Angielska sieć komórkowa działająca w Irlandii przysłała mi wczoraj sms-a. Po polsku.
W sms-ie tym poinformowano mnie o bardzo niskich cenach połączeń telefonicznych do Polski, jakie ta sieć oferuje. Ot, zwykły reklamowy spam, jaki czasami (chociaż baaardzo rzadko) ta sieć rozsyła. Tyle że - tym razem po raz pierwszy po polsku, chociaż mam w tej sieci numer ponad 2 lata.

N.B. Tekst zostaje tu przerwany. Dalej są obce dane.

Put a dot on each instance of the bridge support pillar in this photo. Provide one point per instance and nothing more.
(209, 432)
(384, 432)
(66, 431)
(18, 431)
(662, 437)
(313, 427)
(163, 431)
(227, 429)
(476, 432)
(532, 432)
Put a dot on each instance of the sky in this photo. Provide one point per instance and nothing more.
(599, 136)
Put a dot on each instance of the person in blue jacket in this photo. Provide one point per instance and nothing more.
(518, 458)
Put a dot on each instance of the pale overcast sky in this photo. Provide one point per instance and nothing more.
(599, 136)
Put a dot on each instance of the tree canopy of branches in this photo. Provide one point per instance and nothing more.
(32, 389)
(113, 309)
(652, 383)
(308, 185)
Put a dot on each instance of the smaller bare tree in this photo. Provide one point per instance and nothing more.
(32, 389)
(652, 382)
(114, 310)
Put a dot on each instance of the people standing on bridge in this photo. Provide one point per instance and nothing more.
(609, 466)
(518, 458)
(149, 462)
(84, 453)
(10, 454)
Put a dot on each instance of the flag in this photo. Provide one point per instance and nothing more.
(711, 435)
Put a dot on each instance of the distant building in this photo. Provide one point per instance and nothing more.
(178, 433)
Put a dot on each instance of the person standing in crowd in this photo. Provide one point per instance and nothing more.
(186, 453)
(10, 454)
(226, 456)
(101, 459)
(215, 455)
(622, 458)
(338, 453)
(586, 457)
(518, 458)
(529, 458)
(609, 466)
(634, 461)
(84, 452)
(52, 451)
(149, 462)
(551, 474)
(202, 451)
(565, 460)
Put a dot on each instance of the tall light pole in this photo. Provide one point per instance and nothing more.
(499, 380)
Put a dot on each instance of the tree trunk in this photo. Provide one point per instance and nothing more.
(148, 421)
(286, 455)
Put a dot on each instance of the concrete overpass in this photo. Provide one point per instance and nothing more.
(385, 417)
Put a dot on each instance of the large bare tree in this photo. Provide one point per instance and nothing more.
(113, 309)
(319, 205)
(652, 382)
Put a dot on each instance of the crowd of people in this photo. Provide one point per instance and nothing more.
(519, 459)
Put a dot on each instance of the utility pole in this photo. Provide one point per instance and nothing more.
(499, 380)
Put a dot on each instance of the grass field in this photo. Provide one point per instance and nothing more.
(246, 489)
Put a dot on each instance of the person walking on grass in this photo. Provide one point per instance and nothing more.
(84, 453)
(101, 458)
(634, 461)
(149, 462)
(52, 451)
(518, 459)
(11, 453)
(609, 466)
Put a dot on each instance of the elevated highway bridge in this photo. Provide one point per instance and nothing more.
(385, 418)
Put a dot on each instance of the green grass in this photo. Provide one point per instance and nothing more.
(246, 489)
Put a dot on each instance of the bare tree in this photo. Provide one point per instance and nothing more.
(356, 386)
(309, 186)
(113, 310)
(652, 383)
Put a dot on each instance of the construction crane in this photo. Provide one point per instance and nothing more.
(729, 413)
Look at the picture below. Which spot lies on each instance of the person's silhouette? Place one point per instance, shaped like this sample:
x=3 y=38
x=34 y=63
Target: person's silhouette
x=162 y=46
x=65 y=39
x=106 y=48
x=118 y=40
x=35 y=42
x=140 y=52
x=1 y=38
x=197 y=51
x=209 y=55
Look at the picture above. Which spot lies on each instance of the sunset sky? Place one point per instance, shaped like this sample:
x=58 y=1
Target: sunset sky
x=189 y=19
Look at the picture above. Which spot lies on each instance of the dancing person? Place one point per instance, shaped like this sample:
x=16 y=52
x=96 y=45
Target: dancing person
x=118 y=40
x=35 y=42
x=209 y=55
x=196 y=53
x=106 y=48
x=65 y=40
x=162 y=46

Oczywiście, zdaję sobie sprawę, że takiego sms-a dostali tylko ci zarejestrowani użytkownicy, których imiona i nazwiska w jednoznaczny sposób wskazują na pochodzenie z Polski. Boję się tylko, czego będzie dotyczyła kolejna reklama? W końcu olbrzymia rzesza Polaków w Irlandii - to łakomy kąsek także dla tych, z powodu których ci Polacy wyjechali...
Pomijam już fakt, że kiedy rejestrowałem telefon wyraźnie zastrzegłem, że nie życzę sobie otrzymywać żadnych reklam, ups, tj.: informacji, sms-em, tylko, jeżeli już muszą mi coś wysłać, to tradycyjną pocztą (tak, wiem, przez to miliony drzew idą pod topór, ale telefon który co chwilę informowałby mnie o "niewiarygodnych ofertach" - i tak bardzo szybko skończyłby rozgnieciony obcasem gdzieś na trotuarze...).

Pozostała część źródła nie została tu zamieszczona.